Remember: The total treatment time counts.
Traditionally, rehab facilities and their Medicare contractors have struggled with timed therapy billing issues — how many units can one bill? The Centers for Medicare & Medicaid Services’ (CMS’) website has answers to some of your pressing questions.
Add Up Your Minutes Before You Bill
In the past, people have assumed that they cannot bill for any time-based modality or therapeutic procedure that they provided for less than eight minutes. This is true to some extent — for example, if you do six minutes of therapeutic exercise (97110, Therapeutic procedure, one or more areas, each 15 minutes; therapeutic exercises to develop strength and endurance, range of motion and flexibility) and the patient suddenly has to go home, you can’t bill for it.

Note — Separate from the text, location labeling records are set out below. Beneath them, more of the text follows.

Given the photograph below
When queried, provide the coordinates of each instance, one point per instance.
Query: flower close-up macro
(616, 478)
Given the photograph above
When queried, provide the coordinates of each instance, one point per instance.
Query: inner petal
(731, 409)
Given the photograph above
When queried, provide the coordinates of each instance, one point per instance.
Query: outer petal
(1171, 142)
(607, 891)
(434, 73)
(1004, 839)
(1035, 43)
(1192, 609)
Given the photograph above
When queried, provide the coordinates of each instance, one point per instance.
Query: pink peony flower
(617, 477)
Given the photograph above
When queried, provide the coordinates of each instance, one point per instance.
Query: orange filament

“The 8-minute rule applies only to the 15-minute time based CPT® codes,” Rick Gawenda, PT, President of Gawenda Seminars & Consulting tells Eli. “In the example below, since all 3 interventions are 15-minute time based CPT® codes, the total timed minutes is 21 minutes that allows the therapist to bill 1 unit. Since the time spent on each code was the same, the therapist would determine which CPT® code to bill for the 1 unit.”
CMS offers an interesting example on its website in Transmittal 1019. Suppose you provided 33 minutes of 97110 and seven minutes of manual therapy (97140, Manual therapy techniques [e.g., mobilization/manipulation, manual lymphatic drainage, manual traction], one or more regions, each 15 minutes) — you don’t want to toss away those seven billable minutes of 97140 just because they’re less than eight minutes. Added up, the total time is 40 minutes, which allows you to bill for three units.
How it works: When you perform more than one service in a single day, each represented by a 15-minute timed code, the total number of minutes determines the number of units billed, CMS says. And according to the agency’s chart, you may bill three units if your total treatment time is between 38 and 52 minutes.
Caution: If you begin to show a consistent practice of billing less than 15 minutes per unit, “these situations should be highlighted for review,” CMS says.
Choose the Highest Time
Now that you know how many units to bill based on total treatment time, the question is: Which codes should you report? To make things simple, start with the codes that had the most time.
In the example above with therapeutic exercise and manual therapy, 97110 had the most time, so you would count the first 30 minutes of 97110 as two full units (15 minutes + 15 minutes). Then, compare the remaining time for 97110 (three minutes) to the time you spent on 97140 (seven minutes), and bill the larger for one unit, which is 97140, CMS says.
Caveat: You may be faced with a situation in which all your code times are the same. In this case, follow CMS’ “Example 5” in Transmittal 1019: Suppose you did seven minutes of neuromuscular re-education (97112, …neuromuscular reeducation of movement, balance, coordination, kinesthetic sense, posture, and/or proprioception for sitting and/or standing activities), seven minutes of therapeutic exercise (97110) and seven minutes of manual therapy (97140). As stated above, add up your total treatment time to determine the number of units to bill. In this case, your total is 21 minutes, which only allows you to bill one unit.
The therapist gets to choose which code to bill. “The qualified professional … shall select one appropriate CPT® code (97112, 97110, 97140) to bill since each unit was performed for the same amount of time and only one unit is allowed,” CMS says.
Good idea: CMS reminds you that your treatment note does not need to include the amount of time for each specific intervention or modality — only your total minutes of time-based CPT® codes and total treatment time, which is the summation of time-based and untimed CPT® codes.
Clear Up Untimed Codes
The last part of Transmittal 1019 delves into the issue of billing untimed codes, such as 92506 (Evaluation of speech, language, voice, communication, and/or auditory processing) and 95833 (Muscle testing, manual [separate procedure] with report; total evaluation of body, excluding hands). Unsurprisingly, CMS reiterates that you may not bill more than one unit per day of an untimed code.
And CMS clarifies that you cannot bill two evaluations on the same day. For example, you couldn’t do a knee evaluation and a shoulder evaluation on the same day and bill for two evaluations.
Important: The transmittal also notes that when physicians and non-physician practitioners bill “always therapy” codes, these providers must follow the policies of the type of therapy they are providing.